Les soutiens, Rodin, Uhde, avaient certes de très bonnes raisons, personnelles, matérielles, pour abandonner leurs protégées ; reste que sans leur aide, seuls la misère et le désespoir étaient possibles. Ils auraient essayé tous deux de rendre l’asile moins dur, en bienfaiteurs anonymes, pour que Claudel soit au régime spécial, que Louis fasse partie des « pensionnaires ». Cette aide n’est pas complètement attestée, et de toute manière n’a pas duré ; elle n’a, surtout, pas empêché l’inhumation en fosse commune qui était la hantise de Louis, qui signait parfois « Séraphine Louis, sans rivale » et avait écrit sa propre épitaphe.

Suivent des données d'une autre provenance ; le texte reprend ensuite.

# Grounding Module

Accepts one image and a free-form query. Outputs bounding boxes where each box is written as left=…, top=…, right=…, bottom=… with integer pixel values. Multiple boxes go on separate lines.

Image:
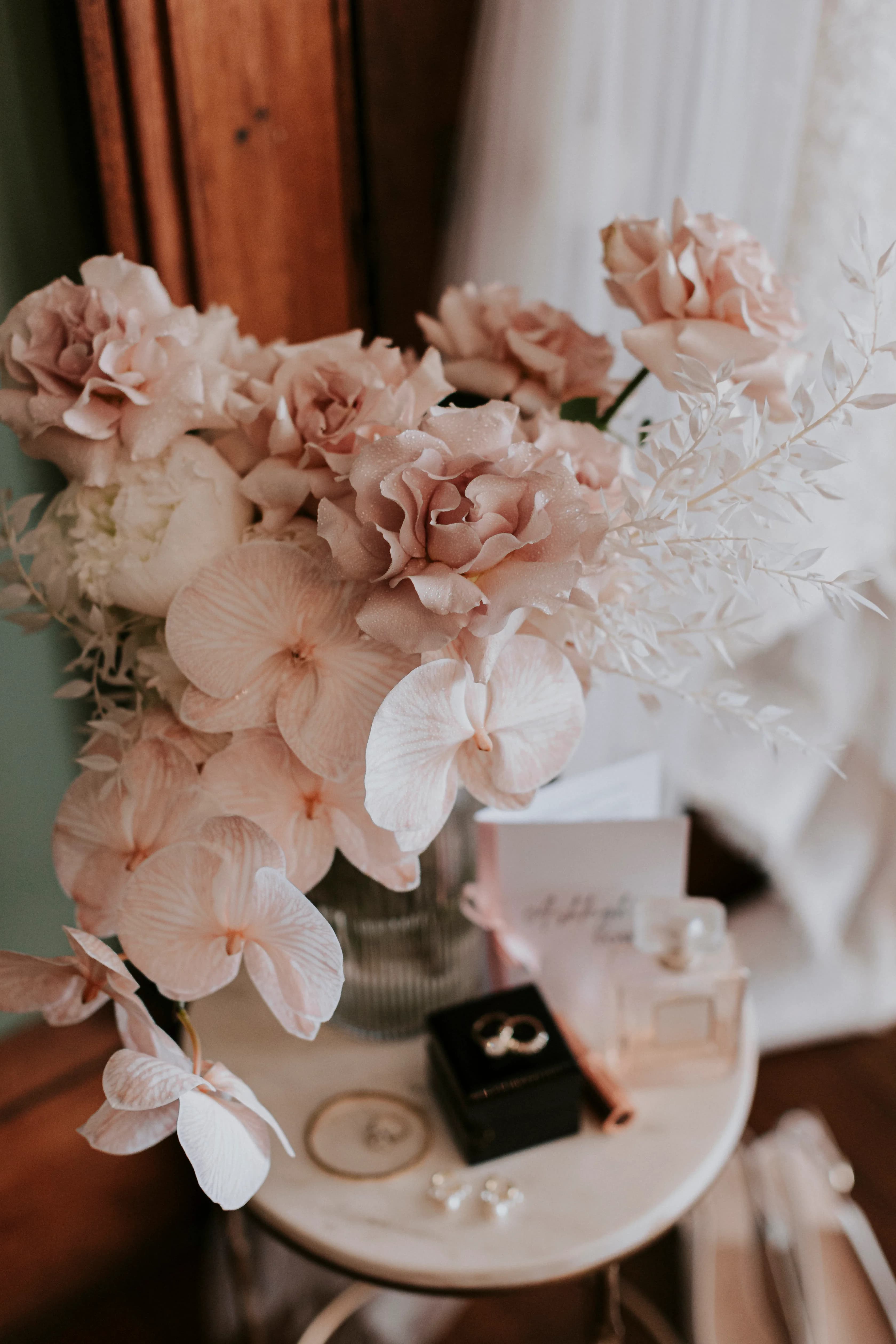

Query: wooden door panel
left=168, top=0, right=357, bottom=340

Parmi les injustices les plus bouleversantes, le fait qu’on annonce leur mort à toutes les deux bien avant que celle-ci n’advienne : les notices de dictionnaires et d’encyclopédie notent Claudel morte en 1920, l’erreur persistera jusque dans les année 1960 ; quant à Louis, c’est Uhde lui-même qui l’écrit : « en 1934, elle mourait à l’asile d’aliénés de Clermont », avec presque dix ans d’avance. Toutes deux mortes au monde ou mortes tout court : qu’est-ce que cela change, au fond, si ce n’est leur propre calvaire ?

L’une avait tous les dons, était née bourgeoise, ravissante selon les critères établis, elle fut l’élève du plus grand maître qu’elle pouvait espérer, a connu un certain succès de son vivant. L’autre était pauvre, autodidacte, la risée de son voisinage, mais a également exposé de son vivant et vendu des œuvres. Elles débordaient toutes les deux des cases étriquées. Le manque d’argent qui se traduisait automatiquement en manque de matériel pour travailler à leurs œuvres les ont désespérées. Elles ont causé trop de tapage. On les a enfermées. Elles sont mortes à l’asile, pendant la guerre. Elles n’ont pas de tombe. Pour celles et ceux qui se souvenaient et se souciaient d’elles, on les croyait mortes déjà.